Indeed, church troops, which this article notes, have really dwindled, although they still exist. I know that in the 30s, St. Anthony's Catholic Church and St. Mark's Episcopal Church both had troops. They no longer do, although St. Mark's retains a cub scout troops.
According to the short search of it I did, today the local troops are:

Troop 1035 American Legion George W Vroman Post 2
Casper WY 82601
Contact: Devin Hutchinson
Phone: (307) 337-1185
Email: devin930@hotmail.com
Boy Troop
Online Registration available for this unit.
Meets on Thursday nights at the church.

Troop 1167 Elks Casper Lodge
Girl Troop

Troop 1167 Elks Casper Lodge
Casper WY 82601
Contact: Richard Summerton
Phone: (307) 259-8878
Email: rlsummerton@gmail.com
Boy Troop
Online Registration available for this unit.
Meets on Tuesday nights in the basement of the Elks Lodge.

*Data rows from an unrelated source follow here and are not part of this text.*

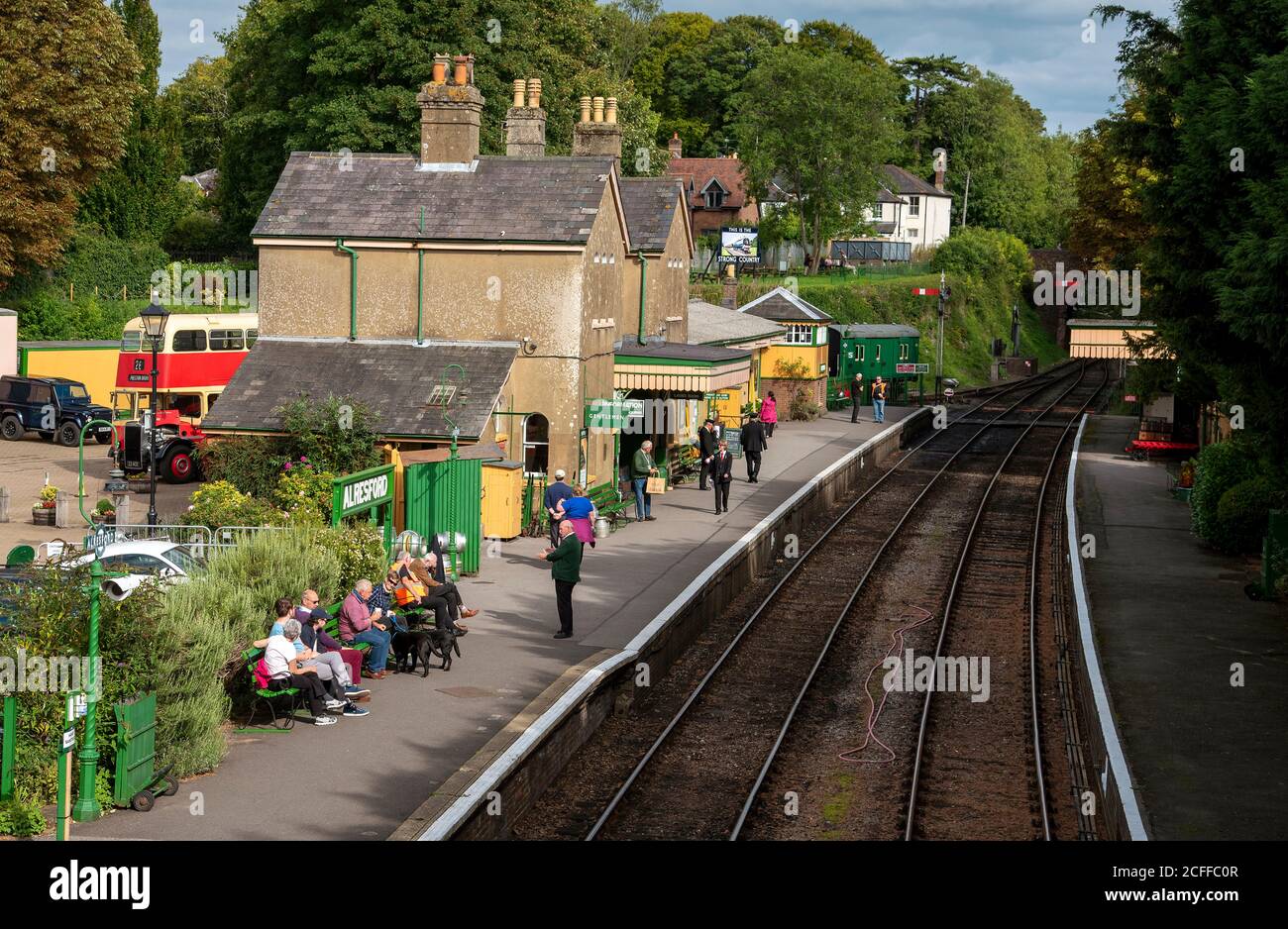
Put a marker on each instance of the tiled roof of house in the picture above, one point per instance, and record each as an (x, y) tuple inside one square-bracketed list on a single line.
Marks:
[(649, 207), (698, 172), (782, 305), (380, 196), (711, 325), (394, 378), (907, 183)]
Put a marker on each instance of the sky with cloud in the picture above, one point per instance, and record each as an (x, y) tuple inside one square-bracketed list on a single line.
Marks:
[(1035, 44)]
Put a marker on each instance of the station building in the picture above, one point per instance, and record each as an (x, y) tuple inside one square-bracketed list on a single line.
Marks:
[(460, 293)]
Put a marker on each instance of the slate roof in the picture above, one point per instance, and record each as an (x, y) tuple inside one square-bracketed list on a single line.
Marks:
[(380, 196), (907, 183), (394, 378), (876, 331), (681, 352), (782, 305), (649, 207), (711, 325)]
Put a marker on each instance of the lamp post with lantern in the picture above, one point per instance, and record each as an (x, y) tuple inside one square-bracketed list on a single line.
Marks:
[(155, 318)]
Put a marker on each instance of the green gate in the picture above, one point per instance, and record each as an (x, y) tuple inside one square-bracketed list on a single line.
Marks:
[(447, 497), (136, 747)]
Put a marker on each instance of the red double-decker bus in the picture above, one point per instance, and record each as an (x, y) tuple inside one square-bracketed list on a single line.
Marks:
[(194, 363)]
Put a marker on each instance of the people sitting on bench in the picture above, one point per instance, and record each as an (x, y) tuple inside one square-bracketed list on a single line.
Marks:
[(283, 665), (361, 623), (312, 615)]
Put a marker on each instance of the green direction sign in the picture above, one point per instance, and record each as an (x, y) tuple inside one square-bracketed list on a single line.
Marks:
[(357, 493)]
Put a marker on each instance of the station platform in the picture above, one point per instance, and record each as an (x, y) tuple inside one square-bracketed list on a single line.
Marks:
[(1207, 760), (362, 777)]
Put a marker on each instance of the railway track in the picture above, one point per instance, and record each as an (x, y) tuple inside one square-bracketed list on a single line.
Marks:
[(702, 774), (978, 769)]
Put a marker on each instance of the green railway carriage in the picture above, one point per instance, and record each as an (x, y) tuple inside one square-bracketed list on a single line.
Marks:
[(870, 349)]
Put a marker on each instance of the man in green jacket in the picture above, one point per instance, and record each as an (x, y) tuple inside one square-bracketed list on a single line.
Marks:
[(566, 568), (643, 468)]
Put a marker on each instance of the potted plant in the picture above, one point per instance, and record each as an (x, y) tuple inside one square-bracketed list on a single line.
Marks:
[(43, 512)]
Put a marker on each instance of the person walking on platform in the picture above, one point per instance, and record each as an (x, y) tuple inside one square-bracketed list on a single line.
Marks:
[(721, 476), (555, 493), (752, 444), (706, 451), (769, 416), (566, 568), (643, 468), (879, 390)]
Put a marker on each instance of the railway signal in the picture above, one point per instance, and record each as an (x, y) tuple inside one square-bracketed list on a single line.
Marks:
[(943, 292)]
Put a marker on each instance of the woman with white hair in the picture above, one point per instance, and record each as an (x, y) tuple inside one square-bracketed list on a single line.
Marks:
[(283, 665)]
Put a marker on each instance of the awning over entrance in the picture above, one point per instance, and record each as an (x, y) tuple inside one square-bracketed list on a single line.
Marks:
[(679, 368)]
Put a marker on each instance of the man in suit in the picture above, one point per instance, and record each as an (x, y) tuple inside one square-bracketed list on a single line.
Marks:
[(752, 444), (566, 568), (721, 476), (706, 451)]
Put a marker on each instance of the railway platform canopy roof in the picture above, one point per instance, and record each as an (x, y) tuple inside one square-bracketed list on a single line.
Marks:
[(1109, 339), (678, 366)]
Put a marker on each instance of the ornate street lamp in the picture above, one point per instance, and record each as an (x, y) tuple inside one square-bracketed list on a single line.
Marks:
[(155, 318)]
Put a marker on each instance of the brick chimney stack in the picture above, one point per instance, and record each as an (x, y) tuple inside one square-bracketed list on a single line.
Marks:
[(450, 113), (526, 121), (596, 132)]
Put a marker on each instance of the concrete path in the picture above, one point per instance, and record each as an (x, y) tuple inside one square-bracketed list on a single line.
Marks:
[(362, 777), (1210, 760)]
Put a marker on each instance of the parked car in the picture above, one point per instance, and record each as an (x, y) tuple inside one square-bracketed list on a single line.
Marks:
[(54, 407), (141, 562)]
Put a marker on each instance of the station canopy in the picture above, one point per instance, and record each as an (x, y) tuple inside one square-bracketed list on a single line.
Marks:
[(679, 368)]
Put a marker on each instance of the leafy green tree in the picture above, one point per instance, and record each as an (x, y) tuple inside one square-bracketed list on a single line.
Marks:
[(198, 102), (68, 73), (140, 196), (1212, 91), (825, 150)]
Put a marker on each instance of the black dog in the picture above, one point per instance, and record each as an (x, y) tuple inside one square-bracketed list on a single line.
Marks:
[(412, 648)]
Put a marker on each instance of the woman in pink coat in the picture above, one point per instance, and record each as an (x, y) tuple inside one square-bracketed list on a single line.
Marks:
[(769, 413)]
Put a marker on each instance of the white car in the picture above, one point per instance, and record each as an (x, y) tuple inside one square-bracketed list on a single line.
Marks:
[(141, 562)]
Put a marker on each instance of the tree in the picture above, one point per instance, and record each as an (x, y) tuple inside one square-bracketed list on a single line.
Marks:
[(825, 150), (198, 103), (1210, 94), (69, 75), (140, 196)]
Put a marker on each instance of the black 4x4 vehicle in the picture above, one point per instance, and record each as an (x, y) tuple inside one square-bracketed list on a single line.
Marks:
[(54, 407)]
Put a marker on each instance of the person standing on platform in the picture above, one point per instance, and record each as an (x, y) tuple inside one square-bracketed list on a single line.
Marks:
[(706, 451), (555, 494), (752, 444), (769, 416), (643, 468), (566, 568), (879, 390), (721, 476)]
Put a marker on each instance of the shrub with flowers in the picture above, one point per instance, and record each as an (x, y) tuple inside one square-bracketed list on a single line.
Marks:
[(304, 493)]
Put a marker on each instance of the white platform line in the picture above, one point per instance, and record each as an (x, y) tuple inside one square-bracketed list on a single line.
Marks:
[(493, 774), (1108, 727)]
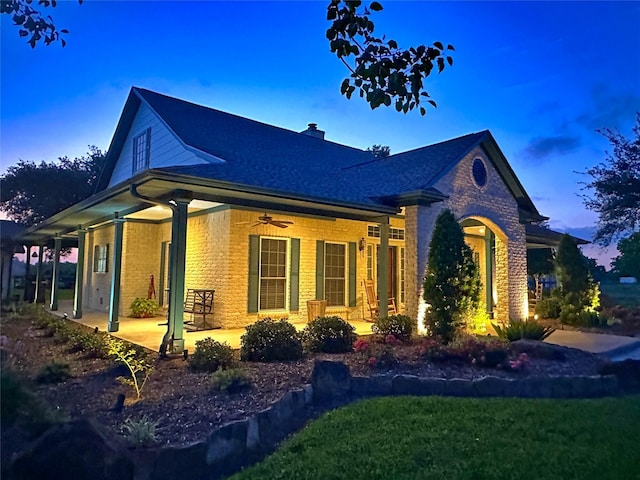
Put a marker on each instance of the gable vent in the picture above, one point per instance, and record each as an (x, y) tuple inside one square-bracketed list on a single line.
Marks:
[(312, 131)]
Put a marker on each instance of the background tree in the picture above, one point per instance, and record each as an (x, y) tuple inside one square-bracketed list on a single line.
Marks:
[(540, 262), (30, 192), (579, 292), (627, 264), (379, 151), (616, 187), (31, 23), (382, 72), (452, 284)]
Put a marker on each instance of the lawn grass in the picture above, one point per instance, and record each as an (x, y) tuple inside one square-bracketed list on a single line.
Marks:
[(626, 295), (462, 438)]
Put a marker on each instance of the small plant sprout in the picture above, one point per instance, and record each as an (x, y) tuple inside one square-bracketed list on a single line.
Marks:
[(139, 368)]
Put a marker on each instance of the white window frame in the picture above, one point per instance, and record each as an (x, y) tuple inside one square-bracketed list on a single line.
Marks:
[(141, 151), (345, 276), (286, 271)]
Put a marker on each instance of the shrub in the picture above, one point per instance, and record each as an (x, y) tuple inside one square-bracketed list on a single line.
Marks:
[(329, 335), (548, 307), (143, 307), (518, 329), (210, 355), (140, 433), (231, 380), (54, 372), (268, 341), (452, 283), (135, 361), (400, 326)]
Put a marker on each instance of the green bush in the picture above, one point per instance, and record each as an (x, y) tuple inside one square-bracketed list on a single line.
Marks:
[(452, 282), (210, 355), (400, 326), (329, 335), (549, 307), (140, 433), (231, 380), (143, 307), (267, 341), (517, 329), (54, 372)]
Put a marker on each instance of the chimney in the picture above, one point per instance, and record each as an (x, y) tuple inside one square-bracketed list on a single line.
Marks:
[(312, 131)]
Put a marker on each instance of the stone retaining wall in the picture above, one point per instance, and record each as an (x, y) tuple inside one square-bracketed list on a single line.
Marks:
[(244, 442), (235, 444)]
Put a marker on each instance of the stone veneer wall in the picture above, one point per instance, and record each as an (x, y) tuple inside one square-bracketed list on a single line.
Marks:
[(493, 205)]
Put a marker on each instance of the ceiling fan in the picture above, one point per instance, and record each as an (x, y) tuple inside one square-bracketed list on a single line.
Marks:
[(268, 220)]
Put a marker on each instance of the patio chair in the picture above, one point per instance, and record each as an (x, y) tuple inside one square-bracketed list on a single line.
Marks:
[(374, 304)]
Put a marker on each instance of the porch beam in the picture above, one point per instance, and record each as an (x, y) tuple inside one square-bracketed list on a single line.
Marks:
[(383, 269), (39, 293), (116, 273), (77, 297), (55, 280), (173, 340)]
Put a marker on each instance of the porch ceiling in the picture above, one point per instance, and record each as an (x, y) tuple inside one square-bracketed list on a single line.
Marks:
[(119, 202)]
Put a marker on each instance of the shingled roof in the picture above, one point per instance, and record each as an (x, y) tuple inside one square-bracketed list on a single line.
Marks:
[(257, 155)]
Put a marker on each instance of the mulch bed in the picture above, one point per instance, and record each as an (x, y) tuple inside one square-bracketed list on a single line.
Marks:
[(182, 401)]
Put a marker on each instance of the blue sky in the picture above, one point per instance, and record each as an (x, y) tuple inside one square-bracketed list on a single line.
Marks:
[(542, 76)]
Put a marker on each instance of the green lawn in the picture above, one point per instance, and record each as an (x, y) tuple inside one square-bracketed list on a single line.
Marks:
[(460, 438), (626, 295)]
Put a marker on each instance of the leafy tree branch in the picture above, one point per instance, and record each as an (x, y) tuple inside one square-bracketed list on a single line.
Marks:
[(32, 23), (382, 72)]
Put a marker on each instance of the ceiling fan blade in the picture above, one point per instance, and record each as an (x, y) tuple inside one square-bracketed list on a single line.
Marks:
[(279, 224)]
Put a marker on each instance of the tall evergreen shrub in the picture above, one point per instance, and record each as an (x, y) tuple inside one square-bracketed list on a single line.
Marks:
[(452, 283)]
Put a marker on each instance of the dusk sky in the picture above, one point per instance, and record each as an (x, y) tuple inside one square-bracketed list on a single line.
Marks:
[(541, 76)]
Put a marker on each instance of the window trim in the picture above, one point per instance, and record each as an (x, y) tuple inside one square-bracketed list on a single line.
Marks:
[(287, 272), (101, 258), (145, 139), (345, 277)]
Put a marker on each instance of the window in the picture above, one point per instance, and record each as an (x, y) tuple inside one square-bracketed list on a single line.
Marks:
[(101, 258), (273, 274), (479, 172), (373, 231), (334, 274), (141, 151), (402, 276)]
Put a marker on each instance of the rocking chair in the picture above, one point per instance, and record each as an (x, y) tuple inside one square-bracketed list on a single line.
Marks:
[(374, 304)]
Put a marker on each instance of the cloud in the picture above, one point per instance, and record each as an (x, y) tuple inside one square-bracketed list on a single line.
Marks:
[(540, 148), (609, 109)]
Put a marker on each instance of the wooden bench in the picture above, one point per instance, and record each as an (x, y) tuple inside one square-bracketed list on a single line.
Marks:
[(199, 303)]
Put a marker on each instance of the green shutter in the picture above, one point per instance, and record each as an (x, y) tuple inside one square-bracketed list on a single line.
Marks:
[(319, 270), (352, 274), (294, 278), (254, 273)]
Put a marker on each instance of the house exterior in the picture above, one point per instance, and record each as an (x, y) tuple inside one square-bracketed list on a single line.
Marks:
[(270, 219)]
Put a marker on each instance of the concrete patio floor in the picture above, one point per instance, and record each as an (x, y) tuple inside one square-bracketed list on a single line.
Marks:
[(148, 332)]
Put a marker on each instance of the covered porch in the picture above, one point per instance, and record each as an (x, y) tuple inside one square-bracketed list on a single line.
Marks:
[(148, 332)]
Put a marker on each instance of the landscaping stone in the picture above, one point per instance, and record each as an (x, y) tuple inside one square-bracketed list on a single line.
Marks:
[(538, 349), (180, 462), (489, 386), (78, 450), (459, 387), (627, 372), (330, 379), (229, 440), (412, 385)]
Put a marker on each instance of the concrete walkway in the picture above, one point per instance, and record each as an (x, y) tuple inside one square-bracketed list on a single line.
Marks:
[(148, 332), (615, 347)]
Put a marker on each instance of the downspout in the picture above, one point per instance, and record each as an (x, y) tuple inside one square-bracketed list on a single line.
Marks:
[(168, 336)]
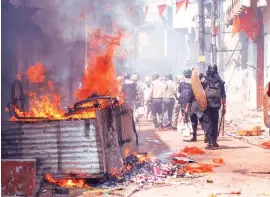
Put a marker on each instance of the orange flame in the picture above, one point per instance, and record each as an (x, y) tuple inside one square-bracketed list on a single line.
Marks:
[(193, 151), (126, 152), (142, 157), (67, 183), (100, 75), (218, 161), (35, 73), (266, 145)]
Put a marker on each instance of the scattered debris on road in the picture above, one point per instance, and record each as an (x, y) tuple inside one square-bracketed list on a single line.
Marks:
[(266, 145), (193, 151)]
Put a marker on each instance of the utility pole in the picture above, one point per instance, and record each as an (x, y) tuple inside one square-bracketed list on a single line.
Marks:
[(86, 42), (201, 34), (213, 32)]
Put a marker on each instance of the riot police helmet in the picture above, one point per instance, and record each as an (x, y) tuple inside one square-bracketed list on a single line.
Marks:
[(187, 73), (126, 76), (212, 69)]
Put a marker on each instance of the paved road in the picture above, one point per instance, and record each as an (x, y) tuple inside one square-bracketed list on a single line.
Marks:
[(240, 157)]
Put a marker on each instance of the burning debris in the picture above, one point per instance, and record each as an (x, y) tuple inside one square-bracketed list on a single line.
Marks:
[(193, 151), (139, 169), (67, 183), (99, 79), (266, 145)]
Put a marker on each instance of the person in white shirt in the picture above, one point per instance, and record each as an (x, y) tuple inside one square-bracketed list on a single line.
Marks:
[(177, 106), (169, 100), (157, 96), (147, 100)]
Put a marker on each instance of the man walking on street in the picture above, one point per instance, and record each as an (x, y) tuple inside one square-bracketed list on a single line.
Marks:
[(157, 96), (195, 113), (177, 106), (184, 90), (169, 100), (215, 94)]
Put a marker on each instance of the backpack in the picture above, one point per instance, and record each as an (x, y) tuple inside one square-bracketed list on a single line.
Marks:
[(213, 93), (185, 89)]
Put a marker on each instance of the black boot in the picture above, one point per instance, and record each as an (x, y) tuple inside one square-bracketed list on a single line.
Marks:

Troop 1094 Casper Five Trails Rotary Club
Casper WY 82601
Contact: Craig Dutcher
Phone: (307) 258-9379
Email: craigdutcher@hotmail.com
Website: http://www.wytroop94.com
Boy Troop
Online Registration available for this unit.
Troop 1094 is dedicated to provide an educational program for boys and young adults to build character, to train in the responsibilities of participating citizenship, and to develop personal fitness. Our Troop camps during most months of the year, participates in several community service projects, and meets every Tuesday evening for regular meetings.

Troop 1113 First Christian Church Of Casper
Girl Troop

Troop 1013 First Christian Church Of Casper
Casper WY 82601
Boy Troop
Online Registration available for this unit.
Great Troop! Great fun! Meets on Monday nights at the church.
A few things to note.
Two of these are associated with a church, that being the First Christian Church. Way back in antiquity when I was briefly a Boy Scout, even though I'm Catholic, that was the troop I was in. I think this was solely because somebody we knew was in it, and I was invited. In retrospect, I'm surprised that my parents didn't suggest I look at the St. Anthony's troops, which was still around at the time, although its members were no doubt mostly alumni of St. Anthony's school.
The George Vroman legion troop actually meets at College Heights Baptist Church, based on that address. So is it a church troop? That's not clear, but probably not. That Legion post meets at the National Guard armory, so it doesn't have its own meeting site, which might explain it partially.
Two of these troops are associated with service organizations, the Elks and Rotary. Service organizations are on the decline as well, although both of those seem to be doing well in Casper.
Most of these troops have a girls troops associated with them. The introduction of girls into what had been the Boys Scouts happened a few years back, and when it occurred it took all the LDS troops out of the organization. They'd had a big presence in it. The move also irritated the Girl Scouts, for obvious reasons.
I don't know if It's helped the Boy Scouts or not. They've certainly been in decline, but I suspect that the introduction of girls hasn't helped. Mostly what it probably has served to do is to create one more way in which it's impossible for boys to be with men in a formal way. Scouting was reeling under homosexual rape/seduction scandals at the time, although I'm sure that some would object to that characterization, even though there really is no other way to accurately describe it given as it was obviously male on male. I'm not claiming, of course, that male on underage female, and for that matter female on underage male, sexual abuse does not occur. Indeed, in the last year there's been a host of female on underage male abuse reported nationwide from public schools, school teachers in general being the number one sexual abusers of the underage. Something, suffice it to say, is really amiss in our society, as it is likely that all of this reflects a big increase in this conduct, not merely the discovery of it.
At any rate, the introduction of girls into the organization wouldn't seem to be directly related, but in a way it was, designed to show that Scouting was cleaning up its act and becoming inclusive. It could have addressed that in another way, as it really undercut the basic nature of the organization.
As noted, my connection with Scouting is thin. I was only briefly a Boy Scout. I shouldn't, therefore, really care too much about its decline, but still, it says something about the evolution of American society over the past century, and whatever it says, it isn't really a good thing that it's a shadow of its former self.
Scouting no doubt has a lot to compete with these days. However, the irony of that is that when it was first formed, it did to, and in some ways was formed expressly for those reasons.